As in the present study, many researchers, including Strucker et al., used the "performance program" in different work environments with high-risk manual tasks (12,13) and studied the effectiveness of the performance program to reduce the risk of associated ergonomic injuries (13). The results of this study suggested that staff recovery interventions and the usefulness of participatory ergonomics are consistent with previous studies (19-14). The effectiveness of participatory ergonomics programs in enhancing job satisfaction (20), improving cargo handling conditions (21,15), designing work environment equipment (15,14), physical work environment and work management planning (14) has also been confirmed. But Rovilis et al. believe that the impact of participatory ergonomic interventions on employee health is not certain (17).

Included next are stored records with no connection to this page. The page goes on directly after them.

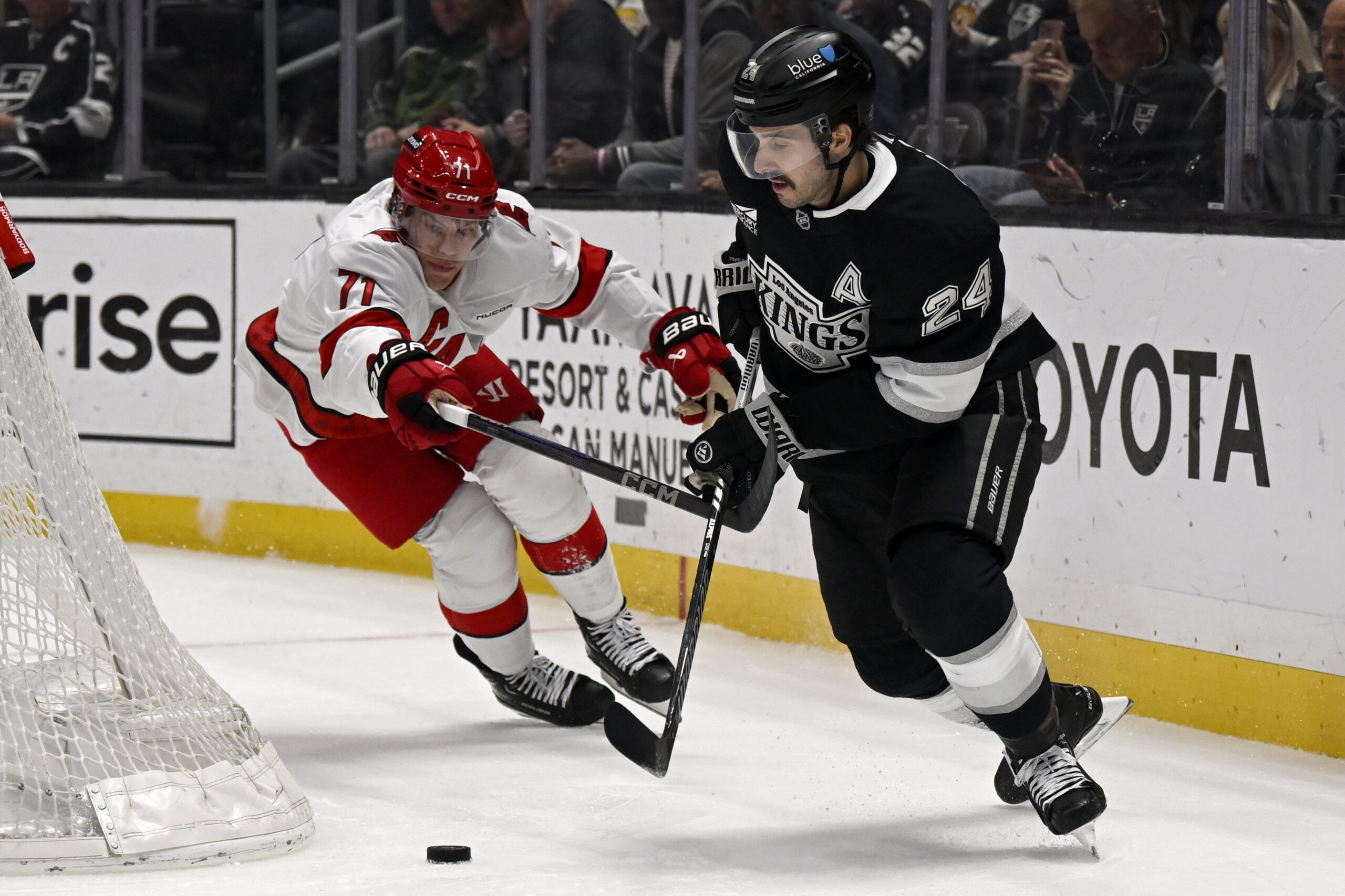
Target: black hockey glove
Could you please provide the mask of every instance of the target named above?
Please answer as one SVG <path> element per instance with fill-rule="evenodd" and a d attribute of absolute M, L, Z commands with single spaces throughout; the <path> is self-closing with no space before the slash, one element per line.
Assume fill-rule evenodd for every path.
<path fill-rule="evenodd" d="M 775 435 L 775 470 L 763 470 L 767 434 Z M 790 399 L 780 392 L 759 395 L 746 407 L 725 414 L 699 438 L 686 446 L 686 459 L 695 470 L 687 477 L 687 488 L 705 492 L 706 477 L 720 476 L 724 467 L 733 470 L 729 506 L 737 506 L 753 484 L 769 476 L 773 488 L 795 458 L 837 454 L 829 449 L 806 449 L 794 434 Z"/>
<path fill-rule="evenodd" d="M 734 478 L 740 478 L 742 470 L 753 469 L 764 457 L 765 441 L 752 426 L 746 408 L 725 414 L 686 446 L 686 459 L 693 470 L 714 473 L 729 466 Z"/>
<path fill-rule="evenodd" d="M 733 243 L 714 262 L 714 294 L 720 302 L 720 334 L 746 357 L 752 330 L 761 325 L 756 275 L 746 251 Z"/>

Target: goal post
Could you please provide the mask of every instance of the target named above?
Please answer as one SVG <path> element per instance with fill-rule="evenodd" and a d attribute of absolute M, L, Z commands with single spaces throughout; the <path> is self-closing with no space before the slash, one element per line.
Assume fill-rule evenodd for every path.
<path fill-rule="evenodd" d="M 0 266 L 0 873 L 238 861 L 312 830 L 159 617 Z"/>

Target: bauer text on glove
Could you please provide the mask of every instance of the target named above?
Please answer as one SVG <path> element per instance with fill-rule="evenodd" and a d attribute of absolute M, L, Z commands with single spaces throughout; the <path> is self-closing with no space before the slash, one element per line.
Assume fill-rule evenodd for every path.
<path fill-rule="evenodd" d="M 683 423 L 706 429 L 737 403 L 738 363 L 714 332 L 714 324 L 691 308 L 674 308 L 650 333 L 651 351 L 640 355 L 650 367 L 664 369 L 687 395 L 678 403 Z"/>
<path fill-rule="evenodd" d="M 471 390 L 453 368 L 420 343 L 383 345 L 369 367 L 369 391 L 387 414 L 397 439 L 413 451 L 463 438 L 463 429 L 441 418 L 432 402 L 476 406 Z"/>

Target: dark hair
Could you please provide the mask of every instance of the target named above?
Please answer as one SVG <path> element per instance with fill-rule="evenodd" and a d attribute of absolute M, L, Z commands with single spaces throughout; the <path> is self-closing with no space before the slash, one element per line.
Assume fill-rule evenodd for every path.
<path fill-rule="evenodd" d="M 850 145 L 857 149 L 863 149 L 873 140 L 873 129 L 859 122 L 857 106 L 846 106 L 829 114 L 827 122 L 831 125 L 831 130 L 835 130 L 838 125 L 850 125 Z"/>
<path fill-rule="evenodd" d="M 504 28 L 523 15 L 523 0 L 475 0 L 475 7 L 483 28 Z"/>

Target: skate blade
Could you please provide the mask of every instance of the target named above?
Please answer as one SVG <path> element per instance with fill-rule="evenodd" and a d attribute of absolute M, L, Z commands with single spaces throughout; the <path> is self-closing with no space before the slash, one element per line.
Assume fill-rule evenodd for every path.
<path fill-rule="evenodd" d="M 1092 853 L 1093 858 L 1099 858 L 1099 856 L 1098 856 L 1098 830 L 1093 827 L 1093 822 L 1088 822 L 1087 825 L 1083 825 L 1081 827 L 1075 827 L 1072 832 L 1069 832 L 1069 836 L 1073 837 L 1075 840 L 1077 840 L 1084 846 L 1087 846 L 1088 852 Z"/>
<path fill-rule="evenodd" d="M 625 697 L 631 703 L 638 703 L 642 707 L 644 707 L 646 709 L 648 709 L 650 712 L 658 713 L 658 716 L 660 719 L 667 719 L 667 715 L 668 715 L 668 701 L 667 700 L 664 700 L 663 703 L 646 703 L 644 700 L 640 700 L 633 693 L 631 693 L 625 688 L 623 688 L 616 681 L 616 677 L 612 676 L 612 674 L 609 674 L 607 672 L 607 669 L 599 669 L 599 673 L 603 676 L 603 681 L 605 681 L 609 685 L 612 685 L 612 690 L 617 692 L 619 695 L 621 695 L 623 697 Z"/>
<path fill-rule="evenodd" d="M 1088 750 L 1095 743 L 1102 740 L 1103 735 L 1111 731 L 1134 705 L 1135 701 L 1130 697 L 1103 697 L 1102 719 L 1098 720 L 1098 724 L 1092 727 L 1092 731 L 1084 735 L 1083 740 L 1079 742 L 1079 746 L 1075 747 L 1075 756 L 1083 756 L 1088 752 Z"/>

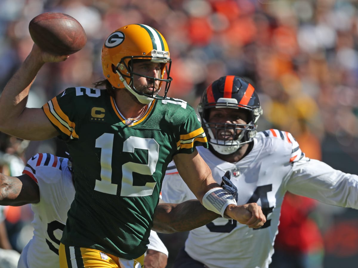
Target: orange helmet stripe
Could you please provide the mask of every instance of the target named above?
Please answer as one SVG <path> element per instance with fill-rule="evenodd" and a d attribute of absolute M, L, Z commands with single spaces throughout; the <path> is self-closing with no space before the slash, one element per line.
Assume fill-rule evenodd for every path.
<path fill-rule="evenodd" d="M 248 85 L 247 86 L 247 89 L 246 89 L 246 91 L 245 91 L 245 94 L 242 96 L 242 98 L 241 99 L 241 100 L 239 104 L 242 105 L 247 105 L 247 104 L 248 103 L 248 102 L 250 101 L 250 99 L 251 98 L 252 94 L 253 94 L 253 91 L 255 90 L 255 89 L 251 85 L 251 84 L 248 84 Z"/>
<path fill-rule="evenodd" d="M 232 94 L 232 85 L 234 83 L 234 75 L 228 75 L 225 80 L 224 87 L 224 98 L 231 99 Z"/>

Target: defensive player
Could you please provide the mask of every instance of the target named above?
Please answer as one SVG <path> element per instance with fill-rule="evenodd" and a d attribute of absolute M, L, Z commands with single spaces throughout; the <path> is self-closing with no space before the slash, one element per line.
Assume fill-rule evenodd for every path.
<path fill-rule="evenodd" d="M 0 173 L 0 205 L 31 203 L 34 213 L 34 236 L 21 252 L 19 268 L 59 267 L 60 239 L 74 196 L 72 167 L 67 158 L 38 154 L 28 161 L 22 175 L 11 177 Z M 236 196 L 237 189 L 226 177 L 223 179 L 228 184 L 225 189 Z M 193 212 L 195 217 L 189 217 Z M 153 228 L 165 233 L 188 230 L 219 216 L 205 209 L 197 200 L 182 204 L 160 203 L 154 215 Z M 186 224 L 179 223 L 188 219 Z M 202 223 L 203 219 L 206 223 Z M 168 256 L 166 248 L 155 232 L 151 233 L 149 241 L 147 252 L 153 254 L 155 251 Z M 147 259 L 158 259 L 160 255 L 146 256 L 145 265 L 150 267 Z M 162 262 L 166 261 L 166 258 L 162 258 Z"/>
<path fill-rule="evenodd" d="M 61 267 L 132 267 L 132 259 L 146 250 L 162 181 L 173 160 L 208 209 L 249 226 L 262 225 L 260 210 L 248 220 L 247 212 L 243 214 L 198 153 L 197 147 L 208 145 L 194 109 L 166 98 L 171 60 L 156 30 L 131 24 L 108 36 L 102 54 L 105 78 L 96 85 L 107 90 L 67 88 L 42 109 L 26 108 L 41 67 L 68 56 L 34 45 L 0 96 L 0 130 L 29 140 L 59 135 L 73 158 L 76 194 L 61 239 Z"/>
<path fill-rule="evenodd" d="M 214 81 L 198 107 L 209 152 L 198 148 L 214 178 L 232 171 L 238 203 L 257 202 L 266 223 L 257 229 L 223 218 L 191 231 L 174 267 L 267 267 L 274 253 L 280 211 L 286 191 L 321 202 L 358 208 L 358 176 L 305 157 L 291 134 L 277 129 L 256 132 L 262 111 L 253 87 L 228 75 Z M 194 197 L 174 165 L 163 181 L 163 200 Z"/>
<path fill-rule="evenodd" d="M 61 240 L 61 267 L 132 267 L 132 260 L 146 250 L 161 182 L 173 160 L 208 209 L 262 225 L 261 212 L 248 221 L 247 212 L 243 215 L 198 153 L 197 147 L 208 145 L 194 109 L 166 97 L 171 60 L 156 30 L 131 24 L 109 35 L 102 54 L 105 78 L 96 84 L 107 90 L 69 88 L 43 109 L 26 108 L 41 67 L 68 56 L 34 45 L 0 97 L 0 130 L 29 140 L 60 135 L 73 158 L 76 194 Z"/>

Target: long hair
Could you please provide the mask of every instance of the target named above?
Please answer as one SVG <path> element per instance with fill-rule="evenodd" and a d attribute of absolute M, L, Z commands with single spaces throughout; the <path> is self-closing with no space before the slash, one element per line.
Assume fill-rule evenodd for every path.
<path fill-rule="evenodd" d="M 115 92 L 118 89 L 113 86 L 108 80 L 105 78 L 101 79 L 97 82 L 93 83 L 93 84 L 96 88 L 104 87 L 108 94 L 112 97 L 114 97 Z"/>

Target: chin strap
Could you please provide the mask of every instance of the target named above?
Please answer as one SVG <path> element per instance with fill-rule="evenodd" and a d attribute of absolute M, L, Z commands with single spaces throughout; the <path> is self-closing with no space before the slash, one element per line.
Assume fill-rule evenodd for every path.
<path fill-rule="evenodd" d="M 124 85 L 125 87 L 129 90 L 131 93 L 134 95 L 134 96 L 135 96 L 135 97 L 137 98 L 137 99 L 138 100 L 138 101 L 141 103 L 142 103 L 144 104 L 147 104 L 154 99 L 152 98 L 150 98 L 150 97 L 148 97 L 146 96 L 141 95 L 138 94 L 137 93 L 134 91 L 133 89 L 128 84 L 127 84 L 127 81 L 126 81 L 126 80 L 122 76 L 122 74 L 121 74 L 121 73 L 118 71 L 118 70 L 116 70 L 116 72 L 118 74 L 118 75 L 119 76 L 119 79 L 123 83 L 123 84 Z"/>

Given the manual tasks of the staff in this manufacturing unit, it seems reasonable to adjust the risk factors of two manual occupational tasks as part of the PErforM collaborative ergonomics program implemented in a limited part of a manufacturing company. In future studies, it is suggested that in addition to the management commitment and involvement of more staff, the time to adapt to longer interventions should be considered.
The authors thank all those who helped them writing this article.
The authors declared that there are no conflicts of interest.